Given that the Nigerian trap scene is still an emerging bubble in comparison to its more mainstream counterparts, it’s imperative for the provision of adequate platforms for these rising artists to showcase their talents and express themselves. The NATIVE Magazine’s annual festival, NATIVELAND, serves as the ideal epitome of such a platform. Bridging the gap between diasporan and indigenous acts, NATIVELAND provides an atmosphere for budding and prominent talents alike to deliver exclusive experiences to fans. Lucid Lemons, a platform solely focused on showcasing Nigerian creative also provides similar spaces, exemplified in their annual Lemon Curd festival and weekly open mic event, Lucid Nights. And for the moshpit fanatics, Thirsty Worldwide’s Thirstynalia and Wolfing Thunder offer spaces for the underground indigenous trap acts to wild out at a rage-filled fest.

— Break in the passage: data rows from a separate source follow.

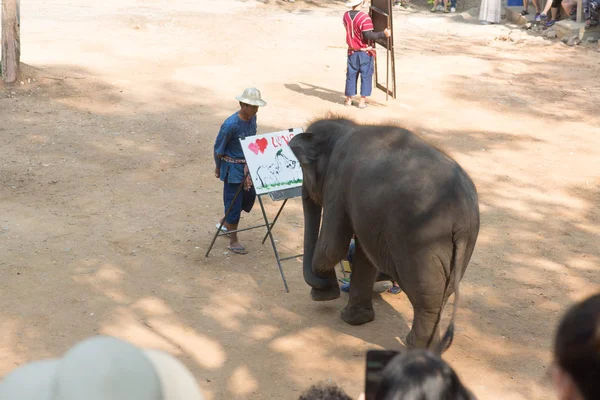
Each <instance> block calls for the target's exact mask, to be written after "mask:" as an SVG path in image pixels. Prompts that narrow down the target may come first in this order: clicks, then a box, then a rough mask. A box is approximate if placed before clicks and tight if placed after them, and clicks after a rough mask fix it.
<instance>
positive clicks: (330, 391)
mask: <svg viewBox="0 0 600 400" xmlns="http://www.w3.org/2000/svg"><path fill="white" fill-rule="evenodd" d="M298 400H352V397H350V396H348V395H347V394H346V393H345V392H344V391H343V390H342V389H341V388H340V387H338V386H337V385H326V384H324V383H320V384H318V385H312V386H311V387H310V388H308V389H307V390H306V391H305V392H304V393H302V394H301V395H300V397H299V398H298Z"/></svg>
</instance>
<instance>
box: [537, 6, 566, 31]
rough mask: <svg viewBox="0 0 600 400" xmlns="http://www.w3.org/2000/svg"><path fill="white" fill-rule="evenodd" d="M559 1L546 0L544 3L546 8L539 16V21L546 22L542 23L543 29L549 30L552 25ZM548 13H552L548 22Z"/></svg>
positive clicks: (556, 11)
mask: <svg viewBox="0 0 600 400" xmlns="http://www.w3.org/2000/svg"><path fill="white" fill-rule="evenodd" d="M560 3H561V0H548V1H546V7H544V10H543V11H542V14H541V15H540V19H543V20H547V21H546V22H545V23H544V27H545V28H549V27H551V26H552V25H554V24H555V23H556V21H557V18H558V7H559V6H560ZM548 11H552V17H551V18H550V19H549V20H548Z"/></svg>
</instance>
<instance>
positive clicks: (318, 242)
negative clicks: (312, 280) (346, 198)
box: [310, 207, 352, 301]
mask: <svg viewBox="0 0 600 400" xmlns="http://www.w3.org/2000/svg"><path fill="white" fill-rule="evenodd" d="M351 238H352V229H350V224H349V222H348V218H347V216H346V215H345V214H344V213H343V211H341V210H337V209H336V208H335V207H326V208H325V209H324V210H323V224H322V226H321V232H320V234H319V238H318V239H317V244H316V246H315V252H314V255H313V259H312V270H313V273H314V275H315V276H317V277H321V278H325V279H330V280H333V281H336V280H337V278H336V275H335V266H336V265H337V264H338V263H339V262H340V261H341V260H343V259H344V257H345V256H346V253H347V252H348V246H349V245H350V239H351ZM310 295H311V298H312V299H313V300H315V301H324V300H333V299H337V298H338V297H340V287H339V286H338V285H337V284H336V285H332V286H331V287H329V288H322V289H317V288H314V287H313V288H312V289H311V291H310Z"/></svg>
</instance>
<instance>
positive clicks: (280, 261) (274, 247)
mask: <svg viewBox="0 0 600 400" xmlns="http://www.w3.org/2000/svg"><path fill="white" fill-rule="evenodd" d="M258 204H260V210H261V211H262V213H263V218H264V219H265V224H266V225H267V229H268V230H267V235H268V236H269V238H270V239H271V246H273V252H274V253H275V259H276V260H277V266H278V267H279V273H280V274H281V279H283V286H285V291H286V293H289V292H290V290H289V289H288V286H287V281H286V280H285V275H284V274H283V268H282V267H281V259H280V258H279V252H278V251H277V246H276V245H275V239H273V234H272V233H271V229H269V219H268V218H267V213H266V212H265V206H264V205H263V202H262V199H261V196H260V195H259V196H258ZM284 204H285V203H284ZM281 208H283V206H282V207H281Z"/></svg>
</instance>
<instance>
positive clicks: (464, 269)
mask: <svg viewBox="0 0 600 400" xmlns="http://www.w3.org/2000/svg"><path fill="white" fill-rule="evenodd" d="M467 245H468V240H467V238H461V239H458V240H456V241H455V242H454V254H453V256H452V261H451V262H450V275H449V276H448V279H447V280H446V286H445V287H444V296H443V297H442V299H443V300H442V304H441V306H440V311H439V313H438V317H437V320H436V322H435V326H434V328H433V332H432V333H431V336H430V338H429V341H428V342H427V348H429V347H430V345H431V342H432V341H433V339H434V337H435V334H436V332H437V329H438V327H439V325H440V321H441V319H442V311H443V308H444V299H446V294H447V293H448V289H449V288H450V283H451V281H454V305H453V307H452V316H451V317H450V323H449V324H448V328H447V329H446V332H445V333H444V336H442V339H441V340H440V343H439V344H438V345H437V346H436V348H435V350H434V351H435V353H436V354H440V355H441V354H442V353H443V352H445V351H446V350H448V349H449V348H450V345H451V344H452V340H453V339H454V323H455V321H456V313H457V311H458V299H459V293H458V286H459V284H460V274H461V271H464V270H465V268H466V264H467V263H468V262H469V258H470V257H469V255H468V254H467V253H468V252H467ZM452 274H454V277H452ZM452 278H454V279H452Z"/></svg>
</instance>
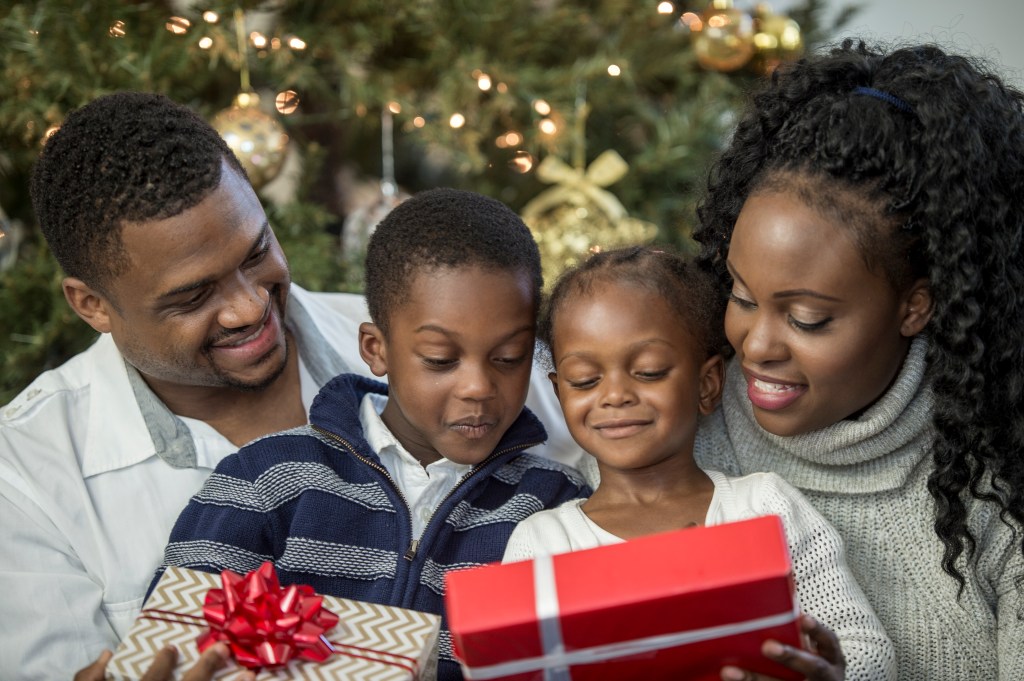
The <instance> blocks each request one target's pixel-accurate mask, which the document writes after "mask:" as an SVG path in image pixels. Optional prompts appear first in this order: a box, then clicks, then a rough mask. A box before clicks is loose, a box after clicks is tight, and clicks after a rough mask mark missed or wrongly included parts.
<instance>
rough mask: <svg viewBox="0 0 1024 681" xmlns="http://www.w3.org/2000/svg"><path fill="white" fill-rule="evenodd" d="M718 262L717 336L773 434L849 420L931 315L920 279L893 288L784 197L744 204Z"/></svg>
mask: <svg viewBox="0 0 1024 681" xmlns="http://www.w3.org/2000/svg"><path fill="white" fill-rule="evenodd" d="M727 264H728V268H729V271H730V273H731V274H732V278H733V287H732V293H731V296H730V301H729V306H728V308H727V311H726V316H725V329H726V335H727V336H728V338H729V342H730V343H731V344H732V347H733V348H735V350H736V357H737V360H738V363H739V366H740V367H741V368H742V372H743V375H744V377H745V378H746V392H748V395H749V396H750V399H751V402H752V403H753V405H754V415H755V417H756V418H757V421H758V423H759V424H761V426H762V427H763V428H764V429H765V430H767V431H769V432H771V433H774V434H776V435H797V434H800V433H806V432H810V431H813V430H817V429H820V428H824V427H826V426H829V425H831V424H834V423H836V422H838V421H842V420H843V419H848V418H855V417H856V415H857V414H858V413H860V412H861V411H862V410H864V409H865V408H867V407H868V406H870V405H871V403H872V402H874V400H877V399H878V398H879V397H880V396H881V395H882V394H883V393H884V392H885V391H886V389H887V388H888V387H889V385H890V384H891V383H892V381H893V379H894V378H895V377H896V374H897V373H898V372H899V369H900V366H901V364H902V361H903V357H904V356H905V355H906V351H907V346H908V344H909V339H910V337H911V336H913V335H914V334H916V333H919V332H920V331H922V329H924V327H925V325H926V324H927V322H928V317H929V316H930V313H931V295H930V293H929V291H928V287H927V282H925V281H924V280H921V281H919V282H915V283H914V284H913V285H911V286H910V287H908V289H907V291H897V290H895V289H894V288H893V286H892V284H891V283H890V281H889V280H888V279H887V278H886V276H885V273H884V272H882V271H871V270H869V269H868V268H867V265H866V263H865V262H864V259H863V257H862V255H861V253H860V251H859V250H858V248H857V247H856V245H855V244H854V242H853V241H852V238H851V236H850V233H849V231H848V230H847V229H846V228H844V225H843V224H840V223H837V222H834V221H833V220H830V219H828V218H826V217H824V216H822V215H820V214H819V213H818V212H816V211H815V210H813V209H811V208H809V207H808V206H806V205H805V204H804V203H803V202H801V201H800V200H799V199H798V198H797V197H796V196H795V195H791V194H784V193H770V194H763V195H755V196H752V197H750V198H749V199H748V200H746V203H745V204H744V205H743V208H742V210H741V211H740V213H739V217H738V218H737V220H736V225H735V229H734V231H733V235H732V241H731V244H730V247H729V257H728V262H727Z"/></svg>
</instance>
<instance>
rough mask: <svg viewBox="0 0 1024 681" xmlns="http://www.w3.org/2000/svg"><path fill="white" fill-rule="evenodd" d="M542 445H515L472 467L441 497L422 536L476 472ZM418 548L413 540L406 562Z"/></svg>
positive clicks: (413, 556) (423, 527)
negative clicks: (434, 516)
mask: <svg viewBox="0 0 1024 681" xmlns="http://www.w3.org/2000/svg"><path fill="white" fill-rule="evenodd" d="M543 443H544V441H543V440H541V441H540V442H526V443H525V444H516V445H514V446H510V448H507V449H504V450H502V451H501V452H494V453H492V455H490V456H489V457H487V458H486V459H484V460H483V461H481V462H480V463H479V464H477V465H476V466H473V468H472V470H470V471H469V472H468V473H466V474H465V475H463V476H462V478H460V480H459V481H458V482H456V483H455V486H453V487H452V488H451V490H449V492H447V494H446V495H444V496H443V497H441V500H440V501H439V502H438V503H437V506H436V507H435V508H434V511H433V513H431V514H430V517H429V518H427V522H426V523H425V524H424V525H423V535H424V536H426V534H427V529H428V528H429V527H430V523H431V522H432V521H433V519H434V516H435V515H437V511H438V510H439V509H440V508H441V507H442V506H443V505H444V503H445V502H446V501H447V500H449V499H450V498H451V497H452V495H454V494H455V493H456V491H457V490H459V487H461V486H462V485H463V483H464V482H465V481H466V480H468V479H469V478H471V477H473V475H475V474H476V472H477V471H479V470H481V469H483V467H484V466H486V465H487V464H488V463H489V462H490V461H493V460H495V459H497V458H498V457H500V456H502V455H504V454H508V453H510V452H516V451H518V450H526V449H529V448H531V446H537V445H538V444H543ZM419 548H420V541H419V540H413V543H412V545H410V547H409V550H407V551H406V560H413V559H414V558H416V551H417V549H419Z"/></svg>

While the steady growth of the Nigerian trap sound over the last four years is undeniably impressive, there’s certainly a conversation to be had about the efficacy of rap as a mainstream genre in the long run. Granted that the older generation has seemingly abandoned any efforts at the genre, opting for the ‘easy way out’ that is the Afro-Pop genus, it’s certainly up to the new generation to change that narrative, ensuring rap is viewed as an essential genre of music and remind people that great Hip-Hop can come from our country. Moving forward, it would be crucial to see more women in the trap scene. Globally, female rappers are on the steady rise, boldly dabbling in all aspects of the genre and doing it better than most of their male counterparts, hence it would be invigorating to see more Nigerian women voicing their lived experiences through the trap sound.